Mr. Bloch is quoted in The New York Times as saying:

“The phenomenon of Germany is bigger than the treatment of the Jews. A movement as pro-found as the Lutheran Reformation is taking place. I greatly respect Hitler’s sincerity. He believes wholly and disinterestedly in what he is doing. He is a fanatic, if you will, on fire with his cause, but certainly not an opportunist making political capital. I do not think he is right. But to label him and his movement as anti-Jewish is inaccurate. The movement goes much further back; its Jewish aspect is discernible in H. S. Chamberlain’s ‘Genesis of the Nineteenth Century.’ Great books lead the movements of the world. Chamberlain’s work, with its terrible anti-Semitism, has had an immense if unrecognizable influence on the rise of the nationalistic movement crystallizing in Fascism today, just as Marx’s ‘Das Kapital’ led the other great movement of our time–Communism.”

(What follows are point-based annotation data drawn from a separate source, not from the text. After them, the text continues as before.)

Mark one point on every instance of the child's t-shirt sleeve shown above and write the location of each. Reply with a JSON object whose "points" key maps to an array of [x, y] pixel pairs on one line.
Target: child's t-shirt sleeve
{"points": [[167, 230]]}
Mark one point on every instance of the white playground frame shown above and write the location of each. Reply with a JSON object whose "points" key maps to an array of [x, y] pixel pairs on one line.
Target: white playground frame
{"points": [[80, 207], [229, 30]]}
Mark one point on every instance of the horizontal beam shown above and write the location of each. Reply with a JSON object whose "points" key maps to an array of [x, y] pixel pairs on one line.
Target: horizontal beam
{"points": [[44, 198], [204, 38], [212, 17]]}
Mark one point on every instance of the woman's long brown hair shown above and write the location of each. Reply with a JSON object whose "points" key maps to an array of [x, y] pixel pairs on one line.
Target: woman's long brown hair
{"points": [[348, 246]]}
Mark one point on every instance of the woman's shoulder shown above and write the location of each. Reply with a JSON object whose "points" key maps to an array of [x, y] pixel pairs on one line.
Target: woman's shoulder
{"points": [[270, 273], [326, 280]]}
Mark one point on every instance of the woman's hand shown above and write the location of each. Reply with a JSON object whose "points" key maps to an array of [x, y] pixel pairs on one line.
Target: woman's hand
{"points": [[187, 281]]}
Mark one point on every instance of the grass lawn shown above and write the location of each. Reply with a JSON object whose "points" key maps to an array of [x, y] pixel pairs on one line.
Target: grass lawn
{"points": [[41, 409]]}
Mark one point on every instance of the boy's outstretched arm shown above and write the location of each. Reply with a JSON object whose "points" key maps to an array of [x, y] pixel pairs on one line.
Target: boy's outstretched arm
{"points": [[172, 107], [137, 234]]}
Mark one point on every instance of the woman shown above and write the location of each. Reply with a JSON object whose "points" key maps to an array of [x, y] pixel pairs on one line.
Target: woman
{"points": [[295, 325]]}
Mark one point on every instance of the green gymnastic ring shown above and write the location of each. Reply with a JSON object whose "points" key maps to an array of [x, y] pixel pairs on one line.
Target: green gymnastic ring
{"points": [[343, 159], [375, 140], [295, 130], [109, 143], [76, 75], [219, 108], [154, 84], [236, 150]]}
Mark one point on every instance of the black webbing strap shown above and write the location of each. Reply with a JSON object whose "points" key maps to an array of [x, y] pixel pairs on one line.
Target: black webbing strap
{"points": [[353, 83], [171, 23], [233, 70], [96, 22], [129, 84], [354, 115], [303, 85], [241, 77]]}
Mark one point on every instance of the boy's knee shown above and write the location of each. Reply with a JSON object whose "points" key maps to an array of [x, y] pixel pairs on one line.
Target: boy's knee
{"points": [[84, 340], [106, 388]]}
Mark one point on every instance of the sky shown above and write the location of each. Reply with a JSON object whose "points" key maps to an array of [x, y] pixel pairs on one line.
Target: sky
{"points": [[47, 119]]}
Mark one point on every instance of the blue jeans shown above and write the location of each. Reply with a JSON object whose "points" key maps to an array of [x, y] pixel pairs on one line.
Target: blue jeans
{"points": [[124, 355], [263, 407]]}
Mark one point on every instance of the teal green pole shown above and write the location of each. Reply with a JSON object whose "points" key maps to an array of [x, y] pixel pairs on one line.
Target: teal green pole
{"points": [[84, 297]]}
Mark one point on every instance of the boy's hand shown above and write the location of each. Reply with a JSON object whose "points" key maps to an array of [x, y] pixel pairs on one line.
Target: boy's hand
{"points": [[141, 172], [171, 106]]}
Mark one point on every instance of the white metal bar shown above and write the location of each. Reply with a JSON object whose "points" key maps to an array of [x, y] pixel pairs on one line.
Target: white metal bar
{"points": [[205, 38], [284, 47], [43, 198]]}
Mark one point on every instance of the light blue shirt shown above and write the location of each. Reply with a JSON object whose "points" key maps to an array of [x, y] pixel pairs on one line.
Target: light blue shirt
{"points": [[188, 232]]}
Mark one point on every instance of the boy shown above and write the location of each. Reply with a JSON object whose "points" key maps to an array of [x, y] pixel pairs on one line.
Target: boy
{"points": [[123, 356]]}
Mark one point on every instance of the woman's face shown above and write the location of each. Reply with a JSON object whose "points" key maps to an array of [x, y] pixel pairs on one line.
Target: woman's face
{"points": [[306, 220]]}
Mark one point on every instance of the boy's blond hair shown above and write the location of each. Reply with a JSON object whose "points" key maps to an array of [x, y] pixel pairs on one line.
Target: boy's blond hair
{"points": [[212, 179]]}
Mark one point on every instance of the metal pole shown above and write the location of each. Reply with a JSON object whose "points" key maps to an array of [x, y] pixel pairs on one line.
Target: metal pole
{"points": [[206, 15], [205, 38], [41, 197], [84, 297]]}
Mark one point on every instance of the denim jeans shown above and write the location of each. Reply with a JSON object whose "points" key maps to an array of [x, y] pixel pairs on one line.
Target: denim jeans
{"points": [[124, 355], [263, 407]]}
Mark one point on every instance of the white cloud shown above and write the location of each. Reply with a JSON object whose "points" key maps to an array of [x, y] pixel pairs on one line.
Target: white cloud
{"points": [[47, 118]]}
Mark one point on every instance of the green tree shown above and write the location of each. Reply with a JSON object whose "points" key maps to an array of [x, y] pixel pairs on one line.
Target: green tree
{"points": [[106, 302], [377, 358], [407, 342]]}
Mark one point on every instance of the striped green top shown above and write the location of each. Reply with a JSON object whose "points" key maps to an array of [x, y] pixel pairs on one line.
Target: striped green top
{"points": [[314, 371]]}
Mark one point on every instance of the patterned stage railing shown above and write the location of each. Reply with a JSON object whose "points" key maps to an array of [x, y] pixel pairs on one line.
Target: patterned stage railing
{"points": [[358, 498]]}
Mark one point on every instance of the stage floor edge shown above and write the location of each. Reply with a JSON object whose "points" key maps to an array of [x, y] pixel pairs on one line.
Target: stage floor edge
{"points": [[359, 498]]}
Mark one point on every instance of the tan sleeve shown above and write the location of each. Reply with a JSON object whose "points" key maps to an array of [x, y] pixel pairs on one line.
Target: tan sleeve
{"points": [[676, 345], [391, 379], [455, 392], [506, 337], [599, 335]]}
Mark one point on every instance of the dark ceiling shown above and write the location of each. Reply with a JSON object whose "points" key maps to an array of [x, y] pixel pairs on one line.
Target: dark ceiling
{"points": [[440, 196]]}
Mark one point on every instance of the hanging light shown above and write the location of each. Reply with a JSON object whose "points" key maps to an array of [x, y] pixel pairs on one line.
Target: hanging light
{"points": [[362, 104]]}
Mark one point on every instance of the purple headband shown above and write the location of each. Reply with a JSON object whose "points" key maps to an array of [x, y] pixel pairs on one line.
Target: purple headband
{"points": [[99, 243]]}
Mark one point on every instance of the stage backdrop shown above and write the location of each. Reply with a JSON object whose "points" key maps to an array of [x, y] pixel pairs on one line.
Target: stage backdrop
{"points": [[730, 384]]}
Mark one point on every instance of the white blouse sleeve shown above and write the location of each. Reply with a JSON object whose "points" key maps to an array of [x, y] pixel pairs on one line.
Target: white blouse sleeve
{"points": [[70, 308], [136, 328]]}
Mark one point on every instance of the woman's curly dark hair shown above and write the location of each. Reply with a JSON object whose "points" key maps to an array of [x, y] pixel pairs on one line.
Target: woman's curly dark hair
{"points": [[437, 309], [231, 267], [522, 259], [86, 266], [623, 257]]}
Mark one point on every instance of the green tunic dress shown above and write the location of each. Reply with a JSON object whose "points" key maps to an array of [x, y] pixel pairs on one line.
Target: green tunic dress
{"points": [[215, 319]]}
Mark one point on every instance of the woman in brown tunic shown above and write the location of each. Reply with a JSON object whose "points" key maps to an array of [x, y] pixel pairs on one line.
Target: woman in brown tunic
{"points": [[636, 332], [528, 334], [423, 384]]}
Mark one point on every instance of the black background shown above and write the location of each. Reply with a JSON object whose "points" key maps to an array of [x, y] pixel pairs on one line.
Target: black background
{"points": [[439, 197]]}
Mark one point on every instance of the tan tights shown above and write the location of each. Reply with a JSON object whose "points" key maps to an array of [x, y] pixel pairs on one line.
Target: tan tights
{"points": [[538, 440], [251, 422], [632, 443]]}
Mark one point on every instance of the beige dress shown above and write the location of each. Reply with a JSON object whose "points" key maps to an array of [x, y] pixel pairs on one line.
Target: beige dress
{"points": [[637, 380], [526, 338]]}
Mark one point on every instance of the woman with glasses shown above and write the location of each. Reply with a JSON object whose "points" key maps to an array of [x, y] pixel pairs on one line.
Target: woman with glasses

There is no doubt that Chamberlain’s book, brimful of distortions of facts and vicious Judo-phobia, served as one of the pillars of Hitlerism and Nazism. “The Protocols of the Wise Men of Zion” formed another pillar of Hitlerism. To speak of Chamberlain’s book as a great work is just as absurd as to speak of the ## as an authentic work.

When one of the interviewers asked Mr. Bloch what the functions of a creative artist should be in this experimental age, the great composer replied:

“To make love and create beautiful works. Not only artists, but every one should do that. The engineer, the window-washer should do their work finely. beautifully. for its own sake. That would solve many of our problems People depend too much on hypotheses they don’t understand–Freud or communism or technocracy.”

If only the great musician would follow his own splendid recipe.